Homebrew computer using RISC-V CPU?

Hello guys, I’m new and I’ve been keeping track of RISC-V since I heard of it last year or the year before. Now as far I as I can tell SiFive is the only company that has RISC-V hardware available for sell, and I’m wondering when the U54-MC CPUs will be available.

At this stage is it possible to build a Homebrew personal computer around RISC-V hardware. The free and open nature of RISC-V highly appeals to me as I’m a Linux user who no longer even uses Windows anymore.

Thanks for any answers .


SiFive have said 1st quarter 2018 for the U54-MC. With 1.5 GHz quad core that will be quite a usable PC. Hopefully it will be closer to an Odroid C2 than to a Raspberry Pi in performance.

For the moment if you want to run a real OS then you’re limited to a soft core in an FPGA and maybe 100 MHz. I’m old enough to remember when I’d have thought that was a pretty good PC, but it would be a bit painful running a web browser these days. It’s also going to cost a lot more than an ARM or x86 based machine.

The question of GPU also hasn’t been addressed. Those are fairly vital to the experienced performance of PCs these days.

Thanks, I was wondering about what GPUs were being looked at. Are there any free and open GPUs in development even on “paper”? If U54-MC boards are available with PCIe x16 slots I supposed we could use AMD Radon Rx 550 GPUs and higher since they have FOSS drivers available to examine.

BTW I’ve been building my own x86 computers since late 2000.

What do you define as “building”?

With all my x86 desktops since whenever the Athlon “Thunderbird” came out, which was … yeah … 2000, I’ve “build” them myself, defined as: pick a CPU, ATX motherboard with the same socket, RAM to fit the MB, disk with appropriate IDE/SATA/M.2 interface to suit the motherboard, case, power supply … and plugged it all together. A process taking an hour maybe.

In 1983 two friends and I built a 6809 computer by buying a 6809, some RAM chips, a ROM chip, some TTL logic chips, and we figured out which pins to connect to which pins and we wire-wrapped the whole thing. I was particularly proud of the clock circuit I designed which ran at 1 MHz while accessing the UART, at 2 MHz while accessing the RAM, and at 1,33 MHz (500 ns high, 250 ns low) when accessing the ROM as I noticed that although it was spec’d as 1 MHz it was only actually one half of the cycle that was critical.

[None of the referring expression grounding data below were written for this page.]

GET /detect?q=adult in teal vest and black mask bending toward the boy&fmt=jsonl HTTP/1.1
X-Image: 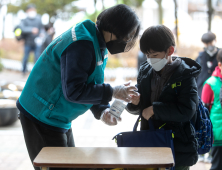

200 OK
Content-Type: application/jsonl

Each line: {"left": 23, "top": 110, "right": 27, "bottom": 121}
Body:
{"left": 17, "top": 4, "right": 140, "bottom": 170}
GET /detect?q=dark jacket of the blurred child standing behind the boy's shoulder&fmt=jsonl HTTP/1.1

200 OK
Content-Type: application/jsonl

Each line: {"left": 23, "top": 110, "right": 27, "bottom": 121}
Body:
{"left": 196, "top": 49, "right": 219, "bottom": 97}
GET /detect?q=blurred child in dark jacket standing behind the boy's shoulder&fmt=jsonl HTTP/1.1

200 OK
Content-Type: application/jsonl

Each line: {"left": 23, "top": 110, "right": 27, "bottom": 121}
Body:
{"left": 196, "top": 32, "right": 219, "bottom": 97}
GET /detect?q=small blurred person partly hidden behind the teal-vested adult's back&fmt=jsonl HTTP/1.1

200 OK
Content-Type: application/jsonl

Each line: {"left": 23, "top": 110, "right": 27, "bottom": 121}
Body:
{"left": 41, "top": 23, "right": 55, "bottom": 53}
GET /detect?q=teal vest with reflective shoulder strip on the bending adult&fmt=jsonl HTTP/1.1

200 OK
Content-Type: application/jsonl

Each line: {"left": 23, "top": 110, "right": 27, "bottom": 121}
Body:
{"left": 19, "top": 20, "right": 108, "bottom": 129}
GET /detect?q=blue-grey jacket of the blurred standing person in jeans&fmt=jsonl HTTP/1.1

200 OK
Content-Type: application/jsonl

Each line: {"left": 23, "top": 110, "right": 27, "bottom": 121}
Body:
{"left": 19, "top": 15, "right": 43, "bottom": 46}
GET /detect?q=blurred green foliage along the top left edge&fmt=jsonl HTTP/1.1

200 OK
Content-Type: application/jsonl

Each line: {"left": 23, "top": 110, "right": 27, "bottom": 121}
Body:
{"left": 8, "top": 0, "right": 81, "bottom": 19}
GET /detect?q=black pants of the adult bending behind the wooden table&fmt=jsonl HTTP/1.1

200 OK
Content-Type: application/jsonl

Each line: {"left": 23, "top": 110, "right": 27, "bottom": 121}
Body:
{"left": 20, "top": 113, "right": 75, "bottom": 170}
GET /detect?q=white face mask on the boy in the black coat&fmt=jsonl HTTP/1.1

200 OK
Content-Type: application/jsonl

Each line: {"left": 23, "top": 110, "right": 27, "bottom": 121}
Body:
{"left": 147, "top": 55, "right": 168, "bottom": 71}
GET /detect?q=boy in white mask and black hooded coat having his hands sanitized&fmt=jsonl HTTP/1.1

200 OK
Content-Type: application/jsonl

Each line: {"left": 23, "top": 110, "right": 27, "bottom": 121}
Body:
{"left": 126, "top": 25, "right": 201, "bottom": 170}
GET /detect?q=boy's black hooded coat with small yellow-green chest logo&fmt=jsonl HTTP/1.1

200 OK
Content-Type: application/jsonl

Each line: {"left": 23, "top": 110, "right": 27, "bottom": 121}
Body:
{"left": 126, "top": 58, "right": 201, "bottom": 166}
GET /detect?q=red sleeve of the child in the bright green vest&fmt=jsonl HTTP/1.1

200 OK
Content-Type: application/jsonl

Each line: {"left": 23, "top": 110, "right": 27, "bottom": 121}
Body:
{"left": 201, "top": 84, "right": 214, "bottom": 111}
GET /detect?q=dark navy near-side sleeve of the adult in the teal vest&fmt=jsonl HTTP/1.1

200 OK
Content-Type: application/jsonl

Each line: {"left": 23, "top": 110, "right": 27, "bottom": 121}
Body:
{"left": 60, "top": 40, "right": 113, "bottom": 105}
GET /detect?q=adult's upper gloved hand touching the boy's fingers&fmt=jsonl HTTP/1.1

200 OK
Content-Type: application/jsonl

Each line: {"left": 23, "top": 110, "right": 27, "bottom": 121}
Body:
{"left": 113, "top": 82, "right": 139, "bottom": 103}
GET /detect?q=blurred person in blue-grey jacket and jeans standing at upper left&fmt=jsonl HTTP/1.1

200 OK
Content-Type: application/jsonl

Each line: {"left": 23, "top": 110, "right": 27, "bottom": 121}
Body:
{"left": 19, "top": 4, "right": 43, "bottom": 75}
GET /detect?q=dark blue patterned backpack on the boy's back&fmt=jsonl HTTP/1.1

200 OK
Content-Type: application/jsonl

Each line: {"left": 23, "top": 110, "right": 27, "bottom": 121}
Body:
{"left": 172, "top": 84, "right": 213, "bottom": 155}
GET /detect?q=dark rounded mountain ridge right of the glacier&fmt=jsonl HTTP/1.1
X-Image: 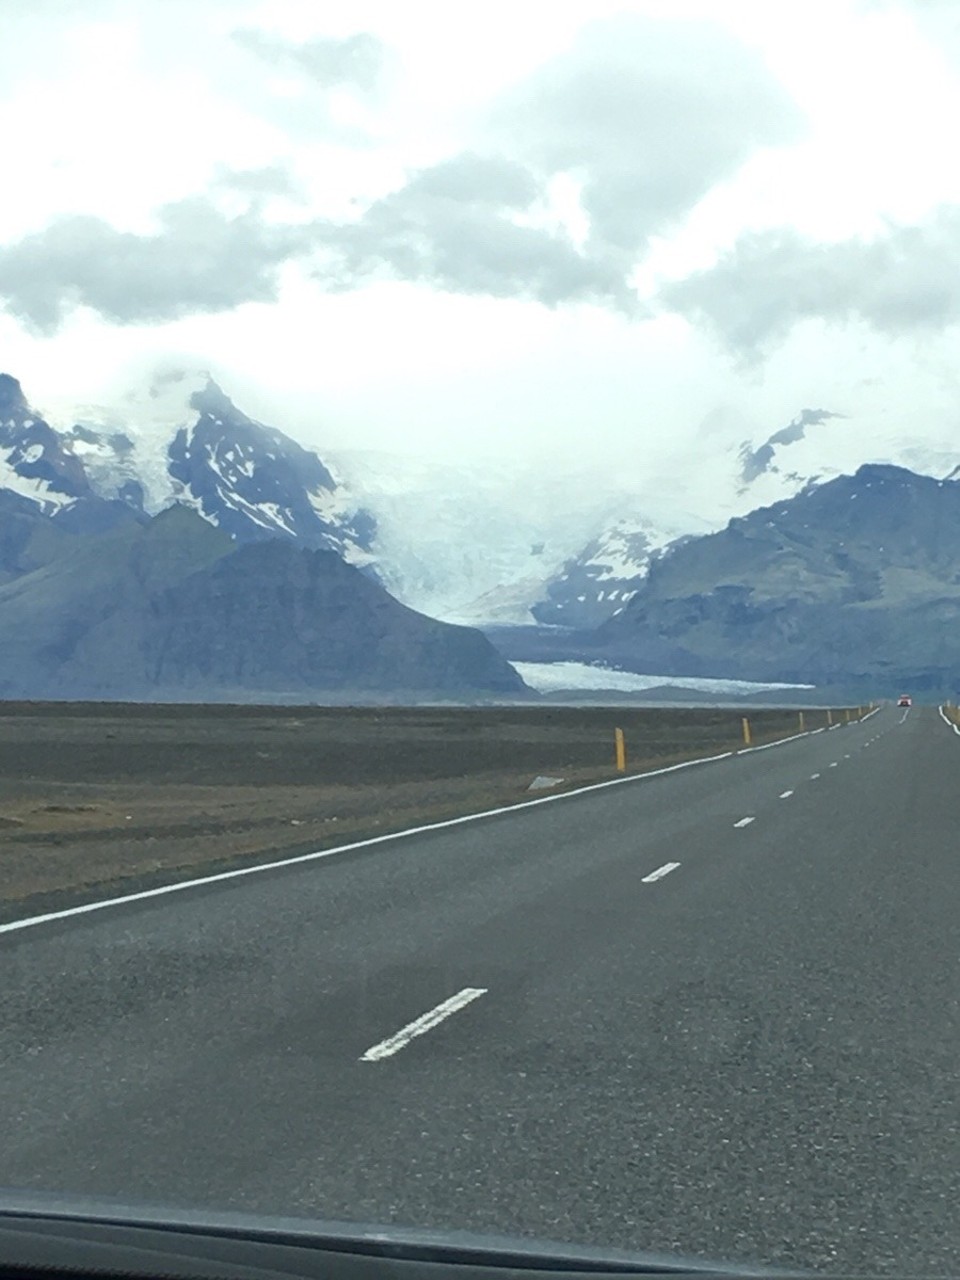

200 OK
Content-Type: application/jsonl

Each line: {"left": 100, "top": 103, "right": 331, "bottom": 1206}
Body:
{"left": 591, "top": 466, "right": 960, "bottom": 687}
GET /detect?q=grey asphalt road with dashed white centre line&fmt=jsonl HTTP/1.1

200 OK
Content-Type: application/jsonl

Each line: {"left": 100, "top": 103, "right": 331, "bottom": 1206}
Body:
{"left": 0, "top": 708, "right": 960, "bottom": 1275}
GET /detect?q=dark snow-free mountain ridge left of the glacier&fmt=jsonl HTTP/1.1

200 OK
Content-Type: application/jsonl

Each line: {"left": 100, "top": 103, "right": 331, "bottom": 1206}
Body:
{"left": 0, "top": 507, "right": 529, "bottom": 701}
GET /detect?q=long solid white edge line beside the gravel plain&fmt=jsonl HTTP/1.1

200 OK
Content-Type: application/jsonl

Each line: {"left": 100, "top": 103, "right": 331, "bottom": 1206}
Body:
{"left": 0, "top": 712, "right": 873, "bottom": 936}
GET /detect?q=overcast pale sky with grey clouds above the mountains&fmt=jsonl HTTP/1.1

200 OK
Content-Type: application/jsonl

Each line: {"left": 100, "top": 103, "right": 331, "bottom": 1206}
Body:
{"left": 0, "top": 0, "right": 960, "bottom": 494}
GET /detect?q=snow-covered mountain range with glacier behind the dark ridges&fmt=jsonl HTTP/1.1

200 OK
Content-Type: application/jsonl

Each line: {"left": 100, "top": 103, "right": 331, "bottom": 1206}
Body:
{"left": 15, "top": 370, "right": 960, "bottom": 640}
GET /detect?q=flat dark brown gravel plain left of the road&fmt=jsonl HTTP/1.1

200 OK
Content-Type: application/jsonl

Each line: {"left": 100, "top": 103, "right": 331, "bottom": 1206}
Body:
{"left": 0, "top": 703, "right": 836, "bottom": 919}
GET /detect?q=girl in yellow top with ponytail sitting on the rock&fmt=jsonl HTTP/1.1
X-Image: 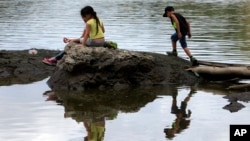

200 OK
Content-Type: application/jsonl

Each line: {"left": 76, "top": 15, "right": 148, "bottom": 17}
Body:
{"left": 43, "top": 6, "right": 117, "bottom": 65}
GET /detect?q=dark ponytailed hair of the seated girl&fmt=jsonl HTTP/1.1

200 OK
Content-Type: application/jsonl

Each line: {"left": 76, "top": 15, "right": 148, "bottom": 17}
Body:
{"left": 80, "top": 6, "right": 101, "bottom": 34}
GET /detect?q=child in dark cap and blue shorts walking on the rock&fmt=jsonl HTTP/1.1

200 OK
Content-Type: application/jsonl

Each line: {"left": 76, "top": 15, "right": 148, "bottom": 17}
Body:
{"left": 163, "top": 6, "right": 198, "bottom": 66}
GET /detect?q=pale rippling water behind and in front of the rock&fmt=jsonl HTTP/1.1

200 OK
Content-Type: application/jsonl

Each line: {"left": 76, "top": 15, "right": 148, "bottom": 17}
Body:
{"left": 0, "top": 0, "right": 250, "bottom": 141}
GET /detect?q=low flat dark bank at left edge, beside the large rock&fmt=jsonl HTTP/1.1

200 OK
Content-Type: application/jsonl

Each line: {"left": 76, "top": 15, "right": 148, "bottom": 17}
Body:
{"left": 0, "top": 49, "right": 58, "bottom": 86}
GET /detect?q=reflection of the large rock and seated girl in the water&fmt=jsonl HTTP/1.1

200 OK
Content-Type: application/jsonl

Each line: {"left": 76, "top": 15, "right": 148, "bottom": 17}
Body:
{"left": 44, "top": 88, "right": 160, "bottom": 141}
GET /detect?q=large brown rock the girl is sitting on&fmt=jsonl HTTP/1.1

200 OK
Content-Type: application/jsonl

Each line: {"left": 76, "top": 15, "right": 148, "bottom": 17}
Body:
{"left": 48, "top": 43, "right": 198, "bottom": 90}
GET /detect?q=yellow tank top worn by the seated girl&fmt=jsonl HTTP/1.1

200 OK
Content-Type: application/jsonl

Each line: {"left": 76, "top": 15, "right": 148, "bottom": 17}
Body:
{"left": 87, "top": 19, "right": 104, "bottom": 39}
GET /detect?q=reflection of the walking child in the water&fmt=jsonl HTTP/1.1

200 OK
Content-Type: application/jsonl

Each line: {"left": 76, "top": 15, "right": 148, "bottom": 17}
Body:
{"left": 164, "top": 88, "right": 196, "bottom": 139}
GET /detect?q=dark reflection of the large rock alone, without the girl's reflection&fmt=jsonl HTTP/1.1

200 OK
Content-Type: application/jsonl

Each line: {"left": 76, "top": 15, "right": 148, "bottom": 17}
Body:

We also wrote our own OS and compiler back end (from BCPL ocode).

There is quite a difference between the two versions of “building a computer”!


At the moment assembling out of already made parts, although I well aware such parts for RISC-V will be not available for awhile yet.

If you want to spend an interesting hour on Hackday it’s practically a sub-culture unto itself.

Thanks I’ll look into that.

Thanks again guys. I just got started with learning C yesterday using this book on Wikibooks.org

I figure that even if I don’t do any sort of programming, I can at least learn how to compile source code and help with bringing over more Linux distros for RISC-V such as Arch Linux and Manjaro Linux once RiSC-V hardware is available.

Worthy aspirations, good luck!

Thanks I found learning C and using GCC to compile the source files to be easier then I expected once I found a good tutorial herer:

The hardest part was simply getting started and sticking with it. On the plus side, I also getting better at using the CLI as well.